In Italien haben Eltern, was die Sexualaufklärung an Schulen betrifft, künftig das letzte Wort. Ein entsprechendes Gesetz hat die konservative Regierung in Rom, angeführt von Ministerpräsidentin Giorgia Meloni (Fratelli d’Italia), Anfang Juni verabschiedet.
Bisher war Sexualaufklärung kein eigenständiger Bestandteil des Lehrplans, anders als etwa in Deutschland. Was über den normalen Biologieunterricht hinausging, organisierte jede Schule für sich. Eine Regelung gab es nicht.
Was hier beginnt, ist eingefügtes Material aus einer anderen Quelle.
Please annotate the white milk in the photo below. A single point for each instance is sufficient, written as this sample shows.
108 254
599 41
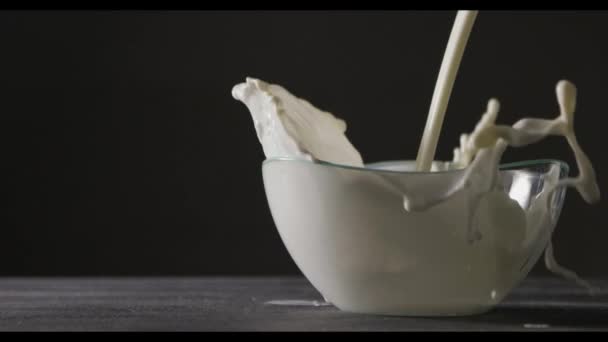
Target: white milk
289 127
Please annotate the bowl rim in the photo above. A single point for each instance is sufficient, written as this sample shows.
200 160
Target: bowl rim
366 168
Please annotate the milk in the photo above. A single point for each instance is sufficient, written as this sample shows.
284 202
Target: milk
290 127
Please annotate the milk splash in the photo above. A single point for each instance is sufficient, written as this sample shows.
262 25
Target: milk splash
289 127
Schulen konnten frei entscheiden, welche Inhalte sie vermitteln wollten und welchen sexualpädagogischen Anbieter sie sich ins Haus holten.
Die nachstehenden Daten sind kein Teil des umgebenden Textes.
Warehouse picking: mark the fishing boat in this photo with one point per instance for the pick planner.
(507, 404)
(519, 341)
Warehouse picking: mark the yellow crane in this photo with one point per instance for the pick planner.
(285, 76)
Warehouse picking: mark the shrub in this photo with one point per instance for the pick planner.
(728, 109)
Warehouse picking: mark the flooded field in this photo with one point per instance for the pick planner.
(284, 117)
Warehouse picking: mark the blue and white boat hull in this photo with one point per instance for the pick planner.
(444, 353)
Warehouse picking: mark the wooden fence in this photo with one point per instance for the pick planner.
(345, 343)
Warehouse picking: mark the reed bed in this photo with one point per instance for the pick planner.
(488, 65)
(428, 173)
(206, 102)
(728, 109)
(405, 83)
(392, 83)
Das „Gesetz über die informierte Einwilligung“ für den Sexualkundeunterricht in der Schule gibt den Eltern die Kontrolle darüber, was im Klassenzimmer unterrichtet wird. Nach den italienischen Sommerferien sind Schulen ab September dazu verpflichtet, Eltern mindestens einen Monat vorher ausführlich über die Inhalte der geplanten sexualpädagogischen Unterrichtseinheiten und über die Anbieter zu informieren. Entscheidend ist aber, dass Schulen mindestens eine Woche vor Beginn der sexualpädagogischen Projekte eine schriftliche Einverständniserklärung der Eltern einholen müssen, sofern die Schüler noch minderjährig sind.
„Wir geben den Eltern wieder eine Stimme“
Die Koalition aus Fratelli d’Italia, Lega und Forza Italia schützt mit ihrem neuen Gesetz vor allem die Jüngsten. In Kindergärten und Grundschulen ist jegliche Sexualpädagogik künftig verboten. Auch die Auswüchse des Trans-Kults und der „Gender-Propaganda“ haben aus Sicht der konservativen Regierung die gesetzliche Regelung notwendig gemacht.
So betonte Bildungsminister Giuseppe Valditara (Lega): „Wir geben den Eltern wieder eine Stimme in Fragen der Geschlechtsidentität ihrer minderjährigen Teenager. Damit setzen wir die Verfassung um, die den Eltern das Recht auf die Erziehung ihrer Kinder einräumt.“ Selbstverständlich erwarte man, dass der Unterricht in Zukunft „von Ärzten, Psychologen und seriösen Fachleuten“ durchgeführt werde.
Den Unterstellungen aus der Opposition, die Schüler würden in Fragen der Sexualität allein gelassen, entgegnete Valditara, dass nun erstmals verbindlich in den Lehrplänen der Mittelstufe und Oberstufe Sexualkunde im Biologieunterricht festgeschrieben sei. Dies schließe auch die Aufklärung über Risiken durch sexuell übertragbare Krankheiten ein.
Italien regelt per Gesetz, was selbstverständlich sein sollte: In den sensiblen Erziehungsfragen rund um Sexualität müssen Schulen die Eltern eng einbeziehen und ihnen das Recht lassen zu entscheiden. Gender-Aktivisten und Sexualisierungs-NGOs dürfen sich nicht selbstherrlich Zutritt zu Schulen verschaffen und über das Erziehungsrecht der Eltern hinwegsetzen.
Die schäumende Opposition offenbarte mit ihrer Ankündigung von Protestaktionen, dass die Sexualität im Zentrum des Kulturkampfes steht. Deutschland kann hier von Italien lernen. Ohne das konservative Regierungsbündnis hätte es das „Gesetz über die informierte Einwilligung“ nicht gegeben, egal wie sehr sich einzelne Eltern gegen die Sexualisierung ihrer Schulkinder wehrten. Es braucht tatsächlich den politischen Machtwechsel wie in Italien, bevor auch in Deutschland das Elternrecht wieder an erster Stelle steht.